Les Palestiniens marquent la «Nakba» dans un contexte tendu avec les forces israéliennes

  • Les manifestations organisées chaque année à travers se sont déroulées dans un contexte de fortes tensions
  • L'incident a été largement condamné par la communauté internationale

JÉRUSALEM: Des Palestiniens se sont rassemblés dimanche pour marquer la "Nakba", ou "catastrophe", 74 ans après la création de l'Etat d'Israël qui a contraint plus de 700.000 d'entre eux à l'exode, dans un contexte tendu ces derniers jours avec les forces israéliennes.

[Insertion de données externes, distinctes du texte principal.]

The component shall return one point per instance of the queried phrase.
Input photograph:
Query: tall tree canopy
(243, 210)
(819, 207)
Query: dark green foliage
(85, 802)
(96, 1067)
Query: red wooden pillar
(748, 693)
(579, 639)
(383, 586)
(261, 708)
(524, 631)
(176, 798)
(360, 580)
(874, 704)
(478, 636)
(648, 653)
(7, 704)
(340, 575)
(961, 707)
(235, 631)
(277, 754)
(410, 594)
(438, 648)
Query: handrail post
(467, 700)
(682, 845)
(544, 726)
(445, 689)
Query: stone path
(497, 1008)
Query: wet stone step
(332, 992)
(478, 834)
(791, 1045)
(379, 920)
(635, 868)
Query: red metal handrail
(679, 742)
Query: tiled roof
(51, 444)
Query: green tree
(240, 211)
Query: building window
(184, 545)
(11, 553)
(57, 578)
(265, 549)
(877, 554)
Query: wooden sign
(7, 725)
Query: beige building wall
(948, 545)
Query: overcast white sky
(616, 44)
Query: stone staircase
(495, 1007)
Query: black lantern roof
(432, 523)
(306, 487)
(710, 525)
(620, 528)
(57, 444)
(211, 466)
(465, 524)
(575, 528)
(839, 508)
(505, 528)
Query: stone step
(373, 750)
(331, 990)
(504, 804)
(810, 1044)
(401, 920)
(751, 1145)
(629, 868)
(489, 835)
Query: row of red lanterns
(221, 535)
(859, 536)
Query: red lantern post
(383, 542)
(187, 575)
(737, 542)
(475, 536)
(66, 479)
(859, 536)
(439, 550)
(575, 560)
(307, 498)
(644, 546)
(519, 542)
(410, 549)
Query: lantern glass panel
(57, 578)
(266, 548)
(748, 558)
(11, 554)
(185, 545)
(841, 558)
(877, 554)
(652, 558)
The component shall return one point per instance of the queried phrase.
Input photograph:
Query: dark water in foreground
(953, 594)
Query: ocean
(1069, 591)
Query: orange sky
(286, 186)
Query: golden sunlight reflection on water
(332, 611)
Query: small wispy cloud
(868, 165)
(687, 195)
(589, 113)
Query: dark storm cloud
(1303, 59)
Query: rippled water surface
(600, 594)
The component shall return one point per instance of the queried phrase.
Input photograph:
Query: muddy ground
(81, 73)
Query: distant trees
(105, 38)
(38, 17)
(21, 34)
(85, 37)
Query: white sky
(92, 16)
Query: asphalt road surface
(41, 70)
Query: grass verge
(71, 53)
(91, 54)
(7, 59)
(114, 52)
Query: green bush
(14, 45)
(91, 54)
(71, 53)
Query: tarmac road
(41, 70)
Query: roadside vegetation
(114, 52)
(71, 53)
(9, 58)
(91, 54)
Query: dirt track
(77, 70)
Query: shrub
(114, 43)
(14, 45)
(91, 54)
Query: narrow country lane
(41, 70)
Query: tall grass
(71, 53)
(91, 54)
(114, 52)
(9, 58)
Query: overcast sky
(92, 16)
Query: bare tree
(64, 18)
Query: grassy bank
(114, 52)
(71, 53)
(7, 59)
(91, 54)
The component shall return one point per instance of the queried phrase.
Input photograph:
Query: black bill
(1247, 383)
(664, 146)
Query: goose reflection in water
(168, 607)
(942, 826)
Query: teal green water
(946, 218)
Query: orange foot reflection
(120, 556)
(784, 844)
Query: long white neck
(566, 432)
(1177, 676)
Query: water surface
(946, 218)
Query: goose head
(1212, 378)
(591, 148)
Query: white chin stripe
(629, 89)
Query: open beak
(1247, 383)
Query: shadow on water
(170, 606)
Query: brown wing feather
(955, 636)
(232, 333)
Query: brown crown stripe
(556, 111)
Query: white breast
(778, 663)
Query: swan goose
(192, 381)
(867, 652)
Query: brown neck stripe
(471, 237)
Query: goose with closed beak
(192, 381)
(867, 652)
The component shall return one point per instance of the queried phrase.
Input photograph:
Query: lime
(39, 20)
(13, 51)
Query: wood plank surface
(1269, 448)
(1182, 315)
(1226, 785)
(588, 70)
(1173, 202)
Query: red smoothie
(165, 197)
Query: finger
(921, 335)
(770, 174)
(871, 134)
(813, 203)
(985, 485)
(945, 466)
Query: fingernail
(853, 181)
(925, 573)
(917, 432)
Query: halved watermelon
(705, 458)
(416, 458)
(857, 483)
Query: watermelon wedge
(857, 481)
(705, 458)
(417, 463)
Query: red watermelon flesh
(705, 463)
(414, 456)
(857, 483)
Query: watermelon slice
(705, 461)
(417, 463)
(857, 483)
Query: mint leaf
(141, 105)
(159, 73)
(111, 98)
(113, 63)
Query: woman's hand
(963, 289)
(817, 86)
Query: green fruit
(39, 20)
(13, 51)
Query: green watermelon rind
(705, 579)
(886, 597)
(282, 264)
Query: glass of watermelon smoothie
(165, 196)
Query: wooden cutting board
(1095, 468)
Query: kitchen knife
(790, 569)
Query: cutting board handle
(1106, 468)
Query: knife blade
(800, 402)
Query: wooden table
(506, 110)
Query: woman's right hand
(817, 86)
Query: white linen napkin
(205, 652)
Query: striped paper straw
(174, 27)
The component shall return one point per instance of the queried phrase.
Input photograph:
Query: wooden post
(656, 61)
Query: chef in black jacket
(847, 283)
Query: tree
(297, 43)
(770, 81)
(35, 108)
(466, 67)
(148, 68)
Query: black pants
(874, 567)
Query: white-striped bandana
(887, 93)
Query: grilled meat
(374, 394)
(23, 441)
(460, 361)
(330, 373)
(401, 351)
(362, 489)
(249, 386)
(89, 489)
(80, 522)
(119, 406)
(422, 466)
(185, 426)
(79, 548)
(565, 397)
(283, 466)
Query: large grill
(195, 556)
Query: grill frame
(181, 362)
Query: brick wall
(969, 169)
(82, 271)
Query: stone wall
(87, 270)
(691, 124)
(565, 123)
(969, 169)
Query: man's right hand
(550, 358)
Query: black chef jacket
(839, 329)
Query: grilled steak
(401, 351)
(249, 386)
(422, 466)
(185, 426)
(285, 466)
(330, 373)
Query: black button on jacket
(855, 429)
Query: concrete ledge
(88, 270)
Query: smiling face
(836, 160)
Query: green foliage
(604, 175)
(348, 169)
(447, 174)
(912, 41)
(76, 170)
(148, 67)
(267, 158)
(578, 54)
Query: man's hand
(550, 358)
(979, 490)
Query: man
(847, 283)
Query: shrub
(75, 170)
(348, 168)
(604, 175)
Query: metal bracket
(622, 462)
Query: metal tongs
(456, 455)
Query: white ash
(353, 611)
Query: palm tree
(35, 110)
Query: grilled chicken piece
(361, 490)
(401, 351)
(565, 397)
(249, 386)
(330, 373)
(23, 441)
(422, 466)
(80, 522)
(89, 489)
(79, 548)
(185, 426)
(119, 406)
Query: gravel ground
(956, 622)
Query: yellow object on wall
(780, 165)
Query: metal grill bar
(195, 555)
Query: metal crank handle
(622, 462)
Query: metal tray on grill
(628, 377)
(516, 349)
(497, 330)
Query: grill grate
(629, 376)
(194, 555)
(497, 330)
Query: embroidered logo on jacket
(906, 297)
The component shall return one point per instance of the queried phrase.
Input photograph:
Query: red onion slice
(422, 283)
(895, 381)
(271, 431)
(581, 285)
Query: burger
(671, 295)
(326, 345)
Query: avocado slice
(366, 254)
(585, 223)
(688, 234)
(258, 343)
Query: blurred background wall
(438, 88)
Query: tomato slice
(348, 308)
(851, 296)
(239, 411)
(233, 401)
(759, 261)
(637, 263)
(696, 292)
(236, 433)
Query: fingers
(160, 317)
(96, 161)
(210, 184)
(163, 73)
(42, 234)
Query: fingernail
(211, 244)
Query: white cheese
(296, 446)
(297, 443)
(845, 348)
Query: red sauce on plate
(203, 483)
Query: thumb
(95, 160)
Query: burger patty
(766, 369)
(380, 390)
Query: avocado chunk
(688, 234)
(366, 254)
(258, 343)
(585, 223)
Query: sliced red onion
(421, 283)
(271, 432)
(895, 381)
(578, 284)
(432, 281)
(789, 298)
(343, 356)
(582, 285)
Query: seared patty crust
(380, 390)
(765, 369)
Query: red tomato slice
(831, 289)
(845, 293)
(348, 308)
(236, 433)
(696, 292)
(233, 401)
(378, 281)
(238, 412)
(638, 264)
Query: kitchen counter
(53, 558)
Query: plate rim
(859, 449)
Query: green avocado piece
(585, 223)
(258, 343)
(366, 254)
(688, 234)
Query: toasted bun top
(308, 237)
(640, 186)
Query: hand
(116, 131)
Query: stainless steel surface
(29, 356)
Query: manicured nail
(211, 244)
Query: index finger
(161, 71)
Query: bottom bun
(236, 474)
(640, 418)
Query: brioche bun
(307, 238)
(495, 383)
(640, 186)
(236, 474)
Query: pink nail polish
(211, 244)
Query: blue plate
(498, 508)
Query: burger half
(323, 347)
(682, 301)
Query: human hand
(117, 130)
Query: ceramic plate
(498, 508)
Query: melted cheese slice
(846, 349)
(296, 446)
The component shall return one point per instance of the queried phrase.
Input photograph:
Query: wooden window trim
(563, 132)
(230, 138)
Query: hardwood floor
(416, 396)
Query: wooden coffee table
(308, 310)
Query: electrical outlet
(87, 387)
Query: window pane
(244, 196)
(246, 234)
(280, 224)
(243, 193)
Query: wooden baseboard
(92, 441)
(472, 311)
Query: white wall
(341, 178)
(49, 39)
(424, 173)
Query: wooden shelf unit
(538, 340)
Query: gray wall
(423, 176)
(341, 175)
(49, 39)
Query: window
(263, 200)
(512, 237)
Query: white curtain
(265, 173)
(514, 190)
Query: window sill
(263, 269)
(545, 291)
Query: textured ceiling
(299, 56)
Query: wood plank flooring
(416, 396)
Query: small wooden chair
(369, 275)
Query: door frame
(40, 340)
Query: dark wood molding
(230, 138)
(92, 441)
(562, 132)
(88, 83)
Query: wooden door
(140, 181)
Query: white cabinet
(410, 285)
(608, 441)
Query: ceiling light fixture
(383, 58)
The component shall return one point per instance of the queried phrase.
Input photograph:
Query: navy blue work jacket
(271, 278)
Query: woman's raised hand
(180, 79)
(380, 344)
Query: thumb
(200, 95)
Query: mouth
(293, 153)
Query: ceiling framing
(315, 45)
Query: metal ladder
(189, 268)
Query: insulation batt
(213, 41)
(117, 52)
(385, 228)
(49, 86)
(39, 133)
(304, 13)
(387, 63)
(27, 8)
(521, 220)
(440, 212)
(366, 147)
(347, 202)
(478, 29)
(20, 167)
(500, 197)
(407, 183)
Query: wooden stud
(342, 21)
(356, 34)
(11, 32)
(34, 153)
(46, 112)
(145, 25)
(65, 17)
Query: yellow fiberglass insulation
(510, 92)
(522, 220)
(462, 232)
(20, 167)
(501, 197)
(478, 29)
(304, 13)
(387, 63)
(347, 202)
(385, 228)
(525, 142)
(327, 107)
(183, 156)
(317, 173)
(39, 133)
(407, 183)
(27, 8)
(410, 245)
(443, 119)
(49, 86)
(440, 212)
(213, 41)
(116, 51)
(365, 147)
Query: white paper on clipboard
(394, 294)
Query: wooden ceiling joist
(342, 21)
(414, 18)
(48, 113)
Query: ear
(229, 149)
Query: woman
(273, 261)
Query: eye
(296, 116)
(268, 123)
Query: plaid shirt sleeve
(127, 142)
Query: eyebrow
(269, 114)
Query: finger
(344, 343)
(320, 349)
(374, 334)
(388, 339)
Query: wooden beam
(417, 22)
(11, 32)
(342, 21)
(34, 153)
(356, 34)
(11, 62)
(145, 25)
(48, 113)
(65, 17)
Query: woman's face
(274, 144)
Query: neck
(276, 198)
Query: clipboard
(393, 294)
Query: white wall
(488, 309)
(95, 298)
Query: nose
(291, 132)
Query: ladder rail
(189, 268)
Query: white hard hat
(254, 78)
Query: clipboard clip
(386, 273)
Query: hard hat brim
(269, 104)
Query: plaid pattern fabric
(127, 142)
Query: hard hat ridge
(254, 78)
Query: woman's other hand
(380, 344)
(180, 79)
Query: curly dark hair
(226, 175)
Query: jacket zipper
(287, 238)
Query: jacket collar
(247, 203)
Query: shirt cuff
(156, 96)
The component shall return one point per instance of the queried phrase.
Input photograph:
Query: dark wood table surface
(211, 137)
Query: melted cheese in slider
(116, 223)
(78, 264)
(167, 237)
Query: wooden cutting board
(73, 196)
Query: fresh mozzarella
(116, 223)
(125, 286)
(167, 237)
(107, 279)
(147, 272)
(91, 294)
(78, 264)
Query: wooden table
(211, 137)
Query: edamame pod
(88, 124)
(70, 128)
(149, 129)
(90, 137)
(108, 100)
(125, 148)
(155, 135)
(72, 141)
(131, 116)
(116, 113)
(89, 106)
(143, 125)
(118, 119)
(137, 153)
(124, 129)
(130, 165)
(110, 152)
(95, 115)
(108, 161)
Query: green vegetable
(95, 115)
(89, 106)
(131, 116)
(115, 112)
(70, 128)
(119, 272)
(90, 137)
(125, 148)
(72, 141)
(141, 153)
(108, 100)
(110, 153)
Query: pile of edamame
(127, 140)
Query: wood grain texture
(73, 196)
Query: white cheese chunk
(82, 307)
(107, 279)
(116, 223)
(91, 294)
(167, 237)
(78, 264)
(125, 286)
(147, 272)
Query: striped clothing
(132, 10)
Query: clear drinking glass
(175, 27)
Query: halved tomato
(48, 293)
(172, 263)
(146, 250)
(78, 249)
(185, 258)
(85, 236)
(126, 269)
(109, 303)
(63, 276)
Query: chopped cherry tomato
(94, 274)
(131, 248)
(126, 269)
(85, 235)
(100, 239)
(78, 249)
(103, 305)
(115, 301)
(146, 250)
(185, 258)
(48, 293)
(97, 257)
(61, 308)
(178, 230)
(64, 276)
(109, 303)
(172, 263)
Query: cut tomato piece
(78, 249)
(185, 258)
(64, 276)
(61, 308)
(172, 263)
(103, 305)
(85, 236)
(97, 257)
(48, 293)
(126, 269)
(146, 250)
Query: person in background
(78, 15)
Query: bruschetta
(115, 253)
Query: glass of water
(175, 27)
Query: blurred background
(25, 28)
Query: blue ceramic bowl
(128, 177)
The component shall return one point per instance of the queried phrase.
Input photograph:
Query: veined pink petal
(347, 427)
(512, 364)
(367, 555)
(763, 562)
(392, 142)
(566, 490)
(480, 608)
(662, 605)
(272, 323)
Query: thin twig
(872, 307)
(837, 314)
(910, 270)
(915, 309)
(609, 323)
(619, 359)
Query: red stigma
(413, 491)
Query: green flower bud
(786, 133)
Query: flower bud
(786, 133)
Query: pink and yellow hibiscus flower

Les manifestations organisées chaque année le 15 mai à travers la Cisjordanie, territoire palestinien occupée depuis 1967 par Israël, Jérusalem-Est annexée par l'Etat hébreu, et à l'intérieur d'Israël se sont déroulées dans un contexte de fortes tensions après la mort de la journaliste d'Al Jazeera, Shireen Abu Akleh, à l'âge de 51 ans.

Cette Américaine d'origine palestinienne a été tuée mercredi d'une balle dans la tête lors d'une intervention de l'armée israélienne à Jénine, un point chaud dans le nord de la Cisjordanie occupée. Elle portait un gilet pare-balles siglé "presse" et un casque de reportage.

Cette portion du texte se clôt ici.